# Vet/Health Insurance for a Puppy - Is it worth it?



## cp10 (Dec 11, 2006)

Hi All,

I introduced myself awhile back, but as a reintroduction my name is Crys and I am adopting a new Hav puppy. He comes home in about 2 weeks. I am so excited. His name is Dallas. 

I was looking into Vet insurance and curious if its worth it? The company I looked at only reimburses you once you provide them with receipts and a signed form from the vet. The cost difference at the vet for basics is about 10-20 bucks. I am not the best with keeping up with recepits etc. Does anyone have a point of view on if the VPI insurance is worth it?

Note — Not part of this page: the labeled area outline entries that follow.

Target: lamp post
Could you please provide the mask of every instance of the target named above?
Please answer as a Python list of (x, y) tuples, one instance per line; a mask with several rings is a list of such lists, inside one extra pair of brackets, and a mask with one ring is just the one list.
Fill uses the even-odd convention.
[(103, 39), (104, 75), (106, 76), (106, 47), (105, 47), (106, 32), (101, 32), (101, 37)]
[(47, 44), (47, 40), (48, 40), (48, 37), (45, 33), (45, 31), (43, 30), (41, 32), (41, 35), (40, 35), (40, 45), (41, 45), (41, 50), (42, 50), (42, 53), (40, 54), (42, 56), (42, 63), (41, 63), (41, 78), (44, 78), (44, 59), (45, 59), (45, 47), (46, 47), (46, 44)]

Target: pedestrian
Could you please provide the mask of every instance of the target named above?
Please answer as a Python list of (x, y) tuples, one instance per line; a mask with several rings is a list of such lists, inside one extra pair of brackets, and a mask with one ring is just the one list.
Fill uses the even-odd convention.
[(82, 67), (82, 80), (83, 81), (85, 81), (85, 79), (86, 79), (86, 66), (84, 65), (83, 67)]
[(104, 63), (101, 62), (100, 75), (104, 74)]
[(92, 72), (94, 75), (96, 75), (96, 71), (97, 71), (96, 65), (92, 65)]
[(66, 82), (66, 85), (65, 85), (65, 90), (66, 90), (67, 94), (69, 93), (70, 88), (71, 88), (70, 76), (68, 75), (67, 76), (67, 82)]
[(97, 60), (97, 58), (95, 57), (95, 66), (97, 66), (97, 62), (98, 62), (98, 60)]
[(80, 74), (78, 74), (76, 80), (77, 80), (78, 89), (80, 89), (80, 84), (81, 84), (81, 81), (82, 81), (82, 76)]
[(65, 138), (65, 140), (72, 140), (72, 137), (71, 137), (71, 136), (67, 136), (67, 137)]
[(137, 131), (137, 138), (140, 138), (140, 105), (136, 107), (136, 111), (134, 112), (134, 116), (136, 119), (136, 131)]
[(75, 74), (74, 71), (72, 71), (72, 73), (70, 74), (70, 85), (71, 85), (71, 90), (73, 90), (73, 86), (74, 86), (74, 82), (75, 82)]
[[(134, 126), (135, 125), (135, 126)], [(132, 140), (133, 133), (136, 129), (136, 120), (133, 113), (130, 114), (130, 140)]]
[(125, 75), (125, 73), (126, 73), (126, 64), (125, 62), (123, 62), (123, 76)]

Is there another provider that you would recommend?

Thanks.


----------



## Olliesmom (Sep 29, 2006)

Well I believe it is worth it - I spent $1000 on my cat for something that would have been covered and my daughter would have spent 1200 on her cat for one incident if she did not have insurance - I even got the cancer program - $8 a month if you start them as puppies - my neighbors dog got cancer at 2 years old and they have spent $4000 on him and he is only in remisssion. I love Ollie too much to have to make a decision of "can I afford to pay his vet bill or not" He is a member of our family and I want the best I can for him.


----------



## irnfit (Nov 21, 2006)

I have the insurance thru the AKC. I haven't used it yet, but I will soon because Kodi will be due for his yearly checkup. I hope it's worth it because it is pricey.


----------



## Rita (Jan 1, 2007)

I just thought I would take a tip from Tom and bump this up because I asked the same question last week with few responses.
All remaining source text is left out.